Molds generally need to be ground after being fired and tempered to reduce the surface roughness value. Due to the influence of factors such as too high grinding speed, too fine grinding wheel particle size or poor cooling conditions, local overheating of the mold surface caused by local microstructure changes, or surface softening, reduced hardness, or high residual tensile stress Such phenomena will reduce the service life of the mold. Select appropriate grinding process parameters to reduce local heating. After grinding, stress relief treatment under possible conditions can effectively prevent grinding cracks. There are many measures to prevent grinding overheating and grinding cracks, such as: using a coarse-grained grinding wheel with strong cutting force or a grinding wheel with poor adhesion to reduce the grinding feed rate of the mold; selecting a suitable coolant; grinding processing After tempering at 250-300℃, the grinding stress is eliminated.

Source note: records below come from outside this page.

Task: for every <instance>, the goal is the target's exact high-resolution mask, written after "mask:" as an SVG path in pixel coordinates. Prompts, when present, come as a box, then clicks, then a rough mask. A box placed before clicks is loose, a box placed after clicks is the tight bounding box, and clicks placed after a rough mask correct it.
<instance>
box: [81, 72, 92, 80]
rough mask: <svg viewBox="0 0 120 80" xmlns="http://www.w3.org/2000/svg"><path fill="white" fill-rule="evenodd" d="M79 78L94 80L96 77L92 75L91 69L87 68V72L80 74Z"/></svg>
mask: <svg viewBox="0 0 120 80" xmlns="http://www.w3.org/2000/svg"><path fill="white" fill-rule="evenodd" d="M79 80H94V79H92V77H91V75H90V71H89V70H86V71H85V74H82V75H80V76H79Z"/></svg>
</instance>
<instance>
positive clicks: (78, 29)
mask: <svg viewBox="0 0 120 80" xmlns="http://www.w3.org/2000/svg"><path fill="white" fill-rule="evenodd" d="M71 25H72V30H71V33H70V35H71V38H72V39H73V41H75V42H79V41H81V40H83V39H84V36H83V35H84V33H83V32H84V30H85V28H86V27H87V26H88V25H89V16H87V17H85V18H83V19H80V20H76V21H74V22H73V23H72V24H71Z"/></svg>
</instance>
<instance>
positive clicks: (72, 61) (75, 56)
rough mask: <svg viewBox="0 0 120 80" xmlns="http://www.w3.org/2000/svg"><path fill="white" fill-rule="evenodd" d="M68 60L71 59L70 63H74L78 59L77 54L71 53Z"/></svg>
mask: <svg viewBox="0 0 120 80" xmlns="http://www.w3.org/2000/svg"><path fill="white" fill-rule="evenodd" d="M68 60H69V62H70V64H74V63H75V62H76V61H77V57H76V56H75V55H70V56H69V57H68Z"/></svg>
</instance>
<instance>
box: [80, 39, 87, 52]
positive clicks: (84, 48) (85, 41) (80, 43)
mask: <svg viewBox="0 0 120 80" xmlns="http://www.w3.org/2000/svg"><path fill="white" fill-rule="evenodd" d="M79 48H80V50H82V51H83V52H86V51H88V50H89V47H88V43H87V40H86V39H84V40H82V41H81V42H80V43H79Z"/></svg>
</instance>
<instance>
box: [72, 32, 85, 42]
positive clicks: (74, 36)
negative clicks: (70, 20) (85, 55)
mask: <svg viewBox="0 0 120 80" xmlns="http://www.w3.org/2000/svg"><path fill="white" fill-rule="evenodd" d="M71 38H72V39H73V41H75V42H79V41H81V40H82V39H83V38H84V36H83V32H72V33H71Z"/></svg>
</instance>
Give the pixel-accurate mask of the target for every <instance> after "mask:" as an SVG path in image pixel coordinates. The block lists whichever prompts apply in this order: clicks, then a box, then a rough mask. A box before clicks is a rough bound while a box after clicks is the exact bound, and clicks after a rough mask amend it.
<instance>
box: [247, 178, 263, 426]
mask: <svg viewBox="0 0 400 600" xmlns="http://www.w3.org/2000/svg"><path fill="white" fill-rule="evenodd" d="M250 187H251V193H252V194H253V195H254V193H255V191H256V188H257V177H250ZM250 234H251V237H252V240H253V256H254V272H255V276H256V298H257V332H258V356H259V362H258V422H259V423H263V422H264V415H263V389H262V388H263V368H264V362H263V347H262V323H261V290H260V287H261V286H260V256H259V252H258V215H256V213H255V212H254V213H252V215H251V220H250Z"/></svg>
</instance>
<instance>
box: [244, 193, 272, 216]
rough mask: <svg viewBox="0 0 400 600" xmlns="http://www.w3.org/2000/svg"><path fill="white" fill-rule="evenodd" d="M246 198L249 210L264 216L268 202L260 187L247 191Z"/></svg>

4, electrical discharge machining
When the EDM process is used to process the mold, the current density in the discharge zone is very large, and a lot of heat is generated. The temperature of the processed area of the mold is as high as about 10,000 ℃. It melts due to high temperature, then cools rapidly, and solidifies quickly to form a resolidified layer. It can be seen under the microscope that the resolidified layer is white and bright with many micro-cracks inside. In order to prolong the life of the mold, the following measures can be adopted: adjust the EDM parameters and grind the surface after the EDM by electrolytic or mechanical grinding to remove the white layer in the abnormal layer, especially to remove the microcracks. Arrange a low-temperature tempering after EDM to stabilize the abnormal layer and prevent the propagation of microcracks.